その隙を突くように、ビッソンは言葉を重ねていく。
「ただし。新たな国として、各地に興った新たな宗教を容認すること。その象徴として、国教に自由の神を据え変えることを、すぐにでも伝えまわってほしい」
ビッソンが言葉を切ると、重鎮の一人が声を出した。
「新たな王よ、どうしてそうなさりたいのか、お心をお伺いしてもよろしいでしょうか」
「許しなく言葉を吐くのは不敬だが――新国の樹立宣言前だからな、不問にするとしよう」
ビッソンは演技かかった仕草で、頬杖を突く。
「新たな神を掲げる彼らは、我が同胞も同然だ。少しの運命の違いがあれば、我ではなく彼らの誰かが、新たな王として立ち上がっていたのだろうからな。であれば、我が王道を歩むにあたり、同胞たる彼らの地位を約束せずになんとするか」
新王の慈悲の言葉を聞き、重鎮たちは頭を深く下げて、畏敬の念を見せる。
といっても、きっとその頭の中では、情け深い王さまにどう取り入って、自らの利益にするか考えているんだろうけどね。

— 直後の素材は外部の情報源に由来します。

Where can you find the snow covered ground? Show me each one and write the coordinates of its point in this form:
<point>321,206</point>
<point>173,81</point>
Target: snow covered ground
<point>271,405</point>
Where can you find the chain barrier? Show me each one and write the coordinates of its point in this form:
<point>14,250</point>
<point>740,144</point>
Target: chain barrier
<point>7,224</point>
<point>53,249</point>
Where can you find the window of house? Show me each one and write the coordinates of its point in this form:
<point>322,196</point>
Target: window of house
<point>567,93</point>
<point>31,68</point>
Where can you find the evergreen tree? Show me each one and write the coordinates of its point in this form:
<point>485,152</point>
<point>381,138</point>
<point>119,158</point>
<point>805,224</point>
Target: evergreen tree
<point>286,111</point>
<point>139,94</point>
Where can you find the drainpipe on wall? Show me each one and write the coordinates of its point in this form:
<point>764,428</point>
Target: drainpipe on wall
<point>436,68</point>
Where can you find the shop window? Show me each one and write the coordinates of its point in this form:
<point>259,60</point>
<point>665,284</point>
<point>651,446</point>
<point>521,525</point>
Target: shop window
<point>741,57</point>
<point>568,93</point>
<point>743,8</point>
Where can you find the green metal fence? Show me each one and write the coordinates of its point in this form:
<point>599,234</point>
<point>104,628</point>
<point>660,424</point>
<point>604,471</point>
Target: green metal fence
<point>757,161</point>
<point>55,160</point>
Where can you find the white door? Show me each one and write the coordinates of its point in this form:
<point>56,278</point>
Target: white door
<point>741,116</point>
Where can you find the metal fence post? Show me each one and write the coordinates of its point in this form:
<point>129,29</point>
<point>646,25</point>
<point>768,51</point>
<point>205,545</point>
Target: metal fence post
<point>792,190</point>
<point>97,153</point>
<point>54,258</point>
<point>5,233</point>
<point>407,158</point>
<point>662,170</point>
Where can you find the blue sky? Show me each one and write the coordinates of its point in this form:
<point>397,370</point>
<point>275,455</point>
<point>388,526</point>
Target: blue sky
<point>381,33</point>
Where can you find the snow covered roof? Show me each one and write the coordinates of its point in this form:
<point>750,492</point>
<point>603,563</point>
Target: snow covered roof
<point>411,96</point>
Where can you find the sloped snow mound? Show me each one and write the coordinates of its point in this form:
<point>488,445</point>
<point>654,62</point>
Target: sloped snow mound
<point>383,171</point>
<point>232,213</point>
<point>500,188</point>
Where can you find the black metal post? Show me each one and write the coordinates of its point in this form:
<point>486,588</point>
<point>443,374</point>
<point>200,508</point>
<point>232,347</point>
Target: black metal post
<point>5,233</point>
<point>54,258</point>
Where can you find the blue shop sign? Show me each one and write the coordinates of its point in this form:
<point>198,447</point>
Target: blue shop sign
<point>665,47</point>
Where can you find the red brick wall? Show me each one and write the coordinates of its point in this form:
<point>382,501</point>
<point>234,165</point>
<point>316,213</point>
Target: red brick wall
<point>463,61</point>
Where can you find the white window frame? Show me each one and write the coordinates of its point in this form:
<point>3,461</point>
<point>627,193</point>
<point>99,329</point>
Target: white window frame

ビッソンは気づいた様子もなく、彼らに退出するようにと言葉と身振りで伝える。
経済界の重鎮たちが去った後で、ビッソンは俺に顔を向ける。
「この後はあれだろ。民衆の前で、お前を断罪しなければいけないんだろ?」
予定を確認する言葉に、俺はうさんくさい笑顔で頷く。
「はい。敵方と通じていた者を処罰しないでいては、将来に禍根を残しますからね。そうですね。国軍がその証拠を持ち出してきて。そんな者を重用する王は、信用ならない偽王だと触れ回るのが、民衆を扇動する楽な手でしょうね」
「なんでまた、俺立ちに内緒で、国軍に情報を流したんだよ。いや、敵を混乱させるためだとは、説明を受けたが。どうも納得がいかないんだが」
「それが一番楽で、確実な手でしたからね。現実に、国軍に打ち勝てたではありませんか」
「……お前は常に俺の隣にいて、あれこれ指図してくるものだと思っていたんだがな」
「あはははっ。それは買いかぶり過ぎですよ。私は貴方が助けて欲しいと仰ったから、手伝ったまでです。謝礼は、国教に我が自由の神を据えてくれることで、十二分ですよ」
「俺が言うのもなんだが。俺の知らないところで権力を使って好き勝手して、金や女を山ほど抱えようとは思わないのか?」
「必要十分な食料があれば、生きるに困ることはなし。さらに腕に抱ける女性がいるのならば、世界は祝福に満ちている。なんて言葉もありますよ」
「神官っぽい説法だな」
「それはもう。私、これでも真っ当な自由の神の神官ですので」
俺の冗談にビッソンは笑い、そして真面目な顔になる。
「お前の話は分かった。だが国教の頭をおかなければいけないだろう。断罪したお前は就かせられないだろ?」
「バークリステという、ある地域で『聖女』と認知されている、彼女こそが国教の長には適任ですよ。こんな『うさんくさい男』よりは」
「……自覚があったのか?」
「自覚して、こうやっておりますので」
うさんくさい笑顔で言うと、ビッソンは呆れていた。
「話しは分かった。それで、台本はくれるんだろうな。俺に即興で断罪させようものなら、うっかりお前の首を飛ばしかねないぞ」
「丁寧に整えた演劇台本を作らせていただきますとも。なにせ、私が表舞台で活躍できる、おそらく最後の場所ですからね」
ではと頭を下げて、俺は仮の謁見の間から退室した。
そして、執務能力に長けたバークリステと共に、最後の大舞台の台本を書き上げることにしたのだった。